VII.

Когда Урсуса разбудили в его каморке при дворе ланисты, чтобы вести на ипподром, светило прошло уже половину своего пути по небу. Ночью ему было не до еды, и он жадно проглотил скудный завтрак – ланиста был верен своей методе и не перекармливал гладиаторов перед боем.

В загоне под трибунами гладиаторы весело приветствовали его криками и хохотом:

– Эй Урсус, ты показал ей свой гладиус?

– Да какой там гладиус? Там кинжал-пугио!

– Она молила тебя о пощаде? Сколько раз ты вспорол ей брюхо?

– А ну захлопните пасти, дети шлюх! – зарычал на них Хаган. Он подошёл к Урсусу, положил руку ему на плечо и проникновенно сказал, обводя взглядом притихших коллег. – Они завидуют, не обижайся на них… У меня тоже была непростая ночь, друг. Мы с тобой работаем на нашего доброго хозяина и днём, и ночью, в отличие от этих ленивых бездельников.

А Урсус и не думал обижаться, его совсем не коробило от их грубого юмора. Он чувствовал себя своим в доску с этими суровыми, простыми парнями и понимал, что для них такого рода приключение сродни гигиенической процедуре. Они как будто пожелали ему «С лёгким паром!» после бани. Некое подобие такого единения с коллегами Антон Сергеевич ощущал когда-то в своей лаборатории, но разве могло оно сравниться с настоящим боевым братством, с тем, чтобы изо дня в день плечом к плечу рисковать жизнью?!

Все смотрели на него и ждали. Ему захотелось ответить им чем-нибудь в духе Хагана. Он громко произнёс, как бы обращаясь к гиганту:

– Конечно завидуют! Мы с тобой поработали тем, чем не придётся сегодня драться, а этим бедолагам будет нелегко удержать оружие в натёртых ладонях.

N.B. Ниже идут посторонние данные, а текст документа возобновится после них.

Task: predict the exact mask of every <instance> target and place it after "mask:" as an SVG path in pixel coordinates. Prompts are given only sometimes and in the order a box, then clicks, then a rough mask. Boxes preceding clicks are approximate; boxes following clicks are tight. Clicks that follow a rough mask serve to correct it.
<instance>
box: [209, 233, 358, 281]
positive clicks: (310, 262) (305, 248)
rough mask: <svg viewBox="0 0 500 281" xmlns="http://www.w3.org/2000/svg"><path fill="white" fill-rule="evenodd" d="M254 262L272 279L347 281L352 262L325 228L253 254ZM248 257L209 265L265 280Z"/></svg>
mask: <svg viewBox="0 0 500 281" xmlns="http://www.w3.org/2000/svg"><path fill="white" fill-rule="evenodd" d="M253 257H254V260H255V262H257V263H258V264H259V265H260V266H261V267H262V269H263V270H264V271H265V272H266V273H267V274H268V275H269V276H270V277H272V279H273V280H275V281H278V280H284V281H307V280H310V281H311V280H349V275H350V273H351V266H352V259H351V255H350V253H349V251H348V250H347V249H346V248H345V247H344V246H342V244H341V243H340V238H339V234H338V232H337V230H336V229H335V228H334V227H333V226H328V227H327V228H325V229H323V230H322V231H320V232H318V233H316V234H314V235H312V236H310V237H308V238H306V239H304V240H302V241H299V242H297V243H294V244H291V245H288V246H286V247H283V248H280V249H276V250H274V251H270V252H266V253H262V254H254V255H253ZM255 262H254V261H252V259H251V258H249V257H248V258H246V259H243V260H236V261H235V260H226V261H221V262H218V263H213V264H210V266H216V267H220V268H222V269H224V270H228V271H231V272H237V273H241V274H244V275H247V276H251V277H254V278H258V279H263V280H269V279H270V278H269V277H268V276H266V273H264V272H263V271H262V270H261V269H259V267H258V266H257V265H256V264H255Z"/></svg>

Его снова выставили против ретиария, но из другой школы. Он и в подмётки не годился Агмону, и Урсус с трудом удерживался, чтобы не уработать его слишком быстро. Нужно было дать ему возможность показать себя хорошим бойцом, иначе вердикт ипподрома мог бы быть слишком суров.

Убивать Антон Сергеевич не хотел ещё больше, чем раньше. После ночи с Орит он уже не чувствовал разницы между реальностью и иллюзией и даже перестал отгонять мысль, что вся предыдущая жизнь ему привиделось. «Дали по башке, здесь это не проблема – по башке получить, – думал Урсус, уклоняясь от трезубца, – вот и стряхнулось там что-то…» А если нет разницы в восприятии действительности, значит в моральном аспекте виртуальное убийство ничем не отличается от убийства реального.

В итоге поверженного ретиария пожалели, а Урсус покинул арену даже не вспотев. Благо он дрался уже под вечер и приятный ветерок с запахом моря хорошо освежал. Тем, кто выходил на арену раньше, приходилось солоно.

На вечернем пиру он стал клевать носом и рано ушёл спать.


На третий день противником Урсуса должен был стать известный на всю Империю рудиарий10 по прозвищу Испанская Пантера, Пардус. Прославленный гладиатор, которому за необычайные доблесть и мастерство даровал свободу император Тиберий. С тех пор уже более десяти лет он путешествовал по необъятным владениям Рима, участвуя только в значимых играх. Он сам выбирал себе противников, как правило – из числа фаворитов и каждый раз устраивал незабываемое зрелище, которое неизменно оканчивалось его триумфом.

Гней приказал привести к себе Урсуса, как только тот позавтракает.

– Изначально Пардус хотел драться с Хаганом, но увидев твои поединки, передумал, – сказал ланиста без радости. – У тебя редкий бойцовский талант, но поверь, Медведю далеко до Пантеры. Помимо таланта за ним огромный опыт. Учти, этот бой может стать для тебя последним, если ты, ленивый бездельник, не расстараешься как следует…


Пардус был снаряжён как самый обычный императорский легионер: прямоугольный щит «скутум», пластинчатый доспех, стандартный армейский шлем без забрала – защите лица он предпочёл свободный обзор. И гладиус, который был чуть тоньше, но длиннее обычного. Когда он вышел на арену, ипподром зашёлся от восторга. Особенно ликовали представители регулярной армии в красных плащах на центральной трибуне – они считали Пардуса своим делегатом.

Урсус был все в том же закрытом шлеме с забралом из колец, с тем же небольшим круглым щитом, но на этот раз с гладиусом вместо копья. Приветствовали его куда более скромно. В основном с мест далеко непрестижных; оттуда крики долетали плохо.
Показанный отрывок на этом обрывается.